Si le pays détient :
- 80 % des réserves mondiales de coltan
- 68 % du cobalt
- 52 % des ressources en eau douce d’Afrique
- 32 % des tourbières mondiales
il ne faut pas réduire la crise aux seules « terres rares ».
Le bassin du Congo représente un enjeu environnemental majeur. Ses terres arables pourraient nourrir une large part du continent africain.
Pourtant, la prédation minière demeure centrale. La mine de Rubaya générerait près de 800 000 dollars par mois au profit de groupes armés. Selon Dupuy, certains accords internationaux récents révèlent une instrumentalisation sécuritaire visant surtout l’accès aux ressources.
Le vide juridique autour du viol comme arme de guerre
Sur le plan juridique, Emmanuel Dupuy a rappelé les fondements du Statut de Rome :
- Article 6 : génocide
- Article 7 : crimes contre l’humanité
- Article 8 : crimes de guerre
Mais il souligne une lacune : le viol et l’esclavage sexuel comme arme systématique de guerre ne sont pas encore consacrés comme catégorie autonome spécifique.

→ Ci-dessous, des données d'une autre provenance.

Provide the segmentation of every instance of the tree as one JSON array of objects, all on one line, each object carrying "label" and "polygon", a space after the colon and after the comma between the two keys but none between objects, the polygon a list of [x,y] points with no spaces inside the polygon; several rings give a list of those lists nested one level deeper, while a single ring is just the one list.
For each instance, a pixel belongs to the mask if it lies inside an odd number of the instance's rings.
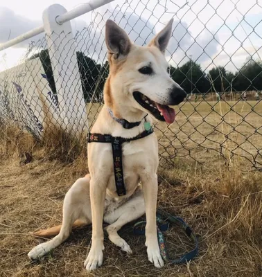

Il appelle à une réflexion juridique prospective pour mieux qualifier ces crimes.
Il insiste également sur la nécessité d’une justice transitionnelle réelle et d’une responsabilisation des auteurs, citant la jurisprudence de la CPI, notamment l’affaire Dominique Ongwen.
Le « génocide économique » : un concept à reconnaître
Au-delà des massacres et violences sexuelles, Emmanuel Dupuy introduit une notion forte : le « génocoste » ou génocide économique.
Des villages détruits, des enfants enrôlés de force, des économies locales anéanties : c’est toute la capacité de vie et de développement qui est méthodiquement détruite depuis plus de 30 ans.
Selon lui, cette destruction structurelle doit être reconnue et intégrée au débat juridique et politique international.
Un leadership africain à affirmer
Enfin, l’intervention s’est conclue sur un appel symbolique et politique : soutenir la candidature du Dr Denis Mukwege au poste de Secrétaire général de la Francophonie.
Prix Nobel de la Paix, figure mondiale de la lutte contre les violences sexuelles, Mukwege incarnerait, selon Dupuy, un leadership francophone authentiquement africain.
Avec plus de 100 millions d’habitants aujourd’hui et une projection de 450 millions d’ici la fin du siècle, la RDC est appelée à devenir le premier pays francophone au monde. La Francophonie, affirme-t-il, ne peut ignorer la situation des populations congolaises.
Refuser l’indifférence
L’intervention d’Emmanuel Dupuy rappelle une réalité essentielle : la crise à l’est de la RDC n’est pas un conflit périphérique.
Elle cristallise :
- des rivalités géopolitiques internationales,
- des enjeux miniers stratégiques,
- une impunité persistante,
- et l’utilisation systématique des violences sexuelles comme arme de terreur.
Face à cela, détourner le regard n’est plus une option.
La question n’est plus seulement humanitaire.
Elle est juridique, politique, stratégique — et profondément morale.